Guest Post: Why Runners Should Become Swimmers Tomorrow

Hi, friends. I am so excited to share a guest post with you all today from Iona Paterson, a former competitive swimmer and personal trainer based in Glasgow. Iona recently reached out to me, asking if she could share why swimming can help you lose weight and complement your recovery for running. Obviously, I was thrilled to share her post with you and feel that it’s beyond informative! Enjoy!

On your quest to get fit and healthy it can be too easy to get sucked into one form of exercise. This can lead to plateaus, or even burnout or exhaustion. It is very important for the body to have to try to adapt to new forms of exercise.

Many people will add in cardio vascular machines like treadmills, rowing machines or cross trainers to their routine because it is handy. The trouble is that if you do this for a long period of time the body adapts and the results slow down. Furthermore, if you struggle with mobility or have an injury, this form of exercise could potentially lead to further injury.

Swimming is great for people who are injured as it puts little to no pressure on the joints as you are constantly supported by the water.

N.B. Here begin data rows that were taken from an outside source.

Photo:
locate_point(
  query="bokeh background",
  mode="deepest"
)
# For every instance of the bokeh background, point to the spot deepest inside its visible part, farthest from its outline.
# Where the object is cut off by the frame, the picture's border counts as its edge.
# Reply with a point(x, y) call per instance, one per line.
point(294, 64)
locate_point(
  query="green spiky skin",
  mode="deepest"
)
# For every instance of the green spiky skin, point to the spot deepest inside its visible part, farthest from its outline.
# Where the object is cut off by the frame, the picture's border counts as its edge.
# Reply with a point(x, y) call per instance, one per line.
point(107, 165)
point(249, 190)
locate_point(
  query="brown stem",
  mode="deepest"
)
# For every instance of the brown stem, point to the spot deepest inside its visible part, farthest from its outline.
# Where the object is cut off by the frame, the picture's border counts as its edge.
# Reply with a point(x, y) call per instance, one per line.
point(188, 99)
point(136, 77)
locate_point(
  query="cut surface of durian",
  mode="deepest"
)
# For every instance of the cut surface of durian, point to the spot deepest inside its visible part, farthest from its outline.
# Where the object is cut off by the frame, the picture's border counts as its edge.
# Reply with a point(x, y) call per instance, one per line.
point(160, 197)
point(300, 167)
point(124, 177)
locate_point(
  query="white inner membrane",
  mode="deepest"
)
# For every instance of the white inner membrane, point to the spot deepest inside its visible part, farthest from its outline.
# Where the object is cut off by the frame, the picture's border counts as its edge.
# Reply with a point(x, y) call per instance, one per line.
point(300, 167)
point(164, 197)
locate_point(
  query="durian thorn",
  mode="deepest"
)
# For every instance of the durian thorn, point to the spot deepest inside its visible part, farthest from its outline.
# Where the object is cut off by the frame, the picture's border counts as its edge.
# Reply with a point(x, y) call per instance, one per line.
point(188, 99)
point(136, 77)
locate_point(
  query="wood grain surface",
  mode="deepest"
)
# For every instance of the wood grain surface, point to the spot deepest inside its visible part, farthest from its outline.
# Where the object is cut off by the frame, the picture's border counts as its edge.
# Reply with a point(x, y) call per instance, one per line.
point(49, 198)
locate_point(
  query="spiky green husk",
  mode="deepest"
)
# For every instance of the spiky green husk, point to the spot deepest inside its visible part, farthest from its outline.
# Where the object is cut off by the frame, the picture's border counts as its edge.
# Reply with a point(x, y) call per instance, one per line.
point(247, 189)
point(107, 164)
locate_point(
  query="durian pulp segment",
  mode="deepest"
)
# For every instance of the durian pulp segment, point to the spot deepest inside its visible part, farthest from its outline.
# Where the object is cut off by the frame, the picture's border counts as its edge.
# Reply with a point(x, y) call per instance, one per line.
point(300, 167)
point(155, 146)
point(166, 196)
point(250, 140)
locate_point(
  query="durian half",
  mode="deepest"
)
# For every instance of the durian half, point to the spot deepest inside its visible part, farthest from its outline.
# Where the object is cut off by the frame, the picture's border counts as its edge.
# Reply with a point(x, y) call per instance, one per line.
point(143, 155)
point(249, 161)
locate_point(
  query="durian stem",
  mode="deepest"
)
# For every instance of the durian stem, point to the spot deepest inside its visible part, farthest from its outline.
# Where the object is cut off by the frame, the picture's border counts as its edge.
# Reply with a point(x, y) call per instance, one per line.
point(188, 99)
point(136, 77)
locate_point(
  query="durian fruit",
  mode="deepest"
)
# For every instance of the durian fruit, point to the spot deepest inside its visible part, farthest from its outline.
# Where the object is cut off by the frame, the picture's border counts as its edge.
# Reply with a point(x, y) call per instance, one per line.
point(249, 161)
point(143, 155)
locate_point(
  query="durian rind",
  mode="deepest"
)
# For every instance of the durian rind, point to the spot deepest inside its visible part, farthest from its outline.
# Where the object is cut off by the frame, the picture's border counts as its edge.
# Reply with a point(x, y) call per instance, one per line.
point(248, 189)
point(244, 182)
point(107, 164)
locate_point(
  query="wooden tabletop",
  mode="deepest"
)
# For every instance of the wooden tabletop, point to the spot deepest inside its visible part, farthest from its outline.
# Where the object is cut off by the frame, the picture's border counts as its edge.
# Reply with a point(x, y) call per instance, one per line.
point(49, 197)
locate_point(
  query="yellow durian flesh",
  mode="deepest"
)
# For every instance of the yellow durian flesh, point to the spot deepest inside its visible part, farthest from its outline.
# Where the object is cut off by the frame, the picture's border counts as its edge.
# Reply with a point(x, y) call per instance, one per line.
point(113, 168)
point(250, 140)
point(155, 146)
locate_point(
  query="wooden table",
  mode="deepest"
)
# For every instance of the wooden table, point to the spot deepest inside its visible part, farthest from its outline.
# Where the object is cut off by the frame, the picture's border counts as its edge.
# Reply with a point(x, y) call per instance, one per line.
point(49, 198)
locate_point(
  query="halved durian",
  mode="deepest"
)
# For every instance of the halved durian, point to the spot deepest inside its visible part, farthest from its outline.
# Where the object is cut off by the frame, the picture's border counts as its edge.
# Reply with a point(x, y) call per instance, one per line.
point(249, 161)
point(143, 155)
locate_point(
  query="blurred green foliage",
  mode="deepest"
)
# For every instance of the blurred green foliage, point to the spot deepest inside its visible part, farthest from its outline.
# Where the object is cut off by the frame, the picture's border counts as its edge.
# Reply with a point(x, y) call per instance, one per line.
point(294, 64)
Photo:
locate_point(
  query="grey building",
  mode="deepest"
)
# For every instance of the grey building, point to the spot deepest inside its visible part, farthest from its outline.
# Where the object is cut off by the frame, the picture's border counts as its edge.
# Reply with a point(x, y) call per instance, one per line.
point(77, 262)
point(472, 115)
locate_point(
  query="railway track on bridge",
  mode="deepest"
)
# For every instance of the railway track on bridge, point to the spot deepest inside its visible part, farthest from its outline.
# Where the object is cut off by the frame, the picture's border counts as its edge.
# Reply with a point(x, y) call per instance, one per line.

It is also a very rewarding addition to a runner’s’ training routine as it aids recovery and offers a change from the usual routine.

Sandy Bikus, a USA Triathlon coach and NASM Certified Personal Trainer stated:

“Swimming is really an anti-inflammatory therapy for the legs when performed in cool temperatures less than 80 degrees.”

A Full-Body Workout

Swimming can complement your daily routine as it works all the major muscle groups in your body, and helps to strengthen muscles that you otherwise may never use whilst running. It’s also great for developing your core muscles as you are constantly trying to maintain your balance in the water.

Many people will not consider using swimming as a form of exercise but it can be very beneficial for fat loss as it burns a lot of calories. This is because when you swim you use your quads, hamstrings, pecs, shoulders, lats and triceps and core strength, meaning it is very hard work for your body.
It’s also good for getting your heart rate up as it is taxing on your heart and lungs, as you have limited breath. This is especially useful for runners, as adding swimming into your training can help increase endurance and oxygen capacity.

Variety is Crucial

Another benefit of swimming is that there can be more variety within workouts than there are in running. You can practise different strokes and drills, or you can simply do kick (only using your legs) or pull (only using your arms) depending on what you need to work on.

Furthermore, if fat loss is your goal, you can even do a form of HIIT (high intensity interval training in the water). Interval training is a great way to do cardio as it is fast and effective, however it must be done correctly. Studies have shown that in order for HIIT to be fully effective you must reach between 80-100% of your VO2max, meaning you need to work very hard.

An example of a swimming HIIT workout you can add to your routine is:

8x 25m lengths warm up: taking as much rest as you need between lengths making sure to keep good technique and warm up your body fully.

8x 25m MAX effort sprints taking 30-60s rest between sprints

4x 25m easy swim down

Just remember: do not be afraid to start slow. You may need to build up your stamina before you can complete the session above, however when you can, you will be able to see the progress you have made and you will be even more proud of yourself. I hope this article inspires you to try something new and add swimming to your current training.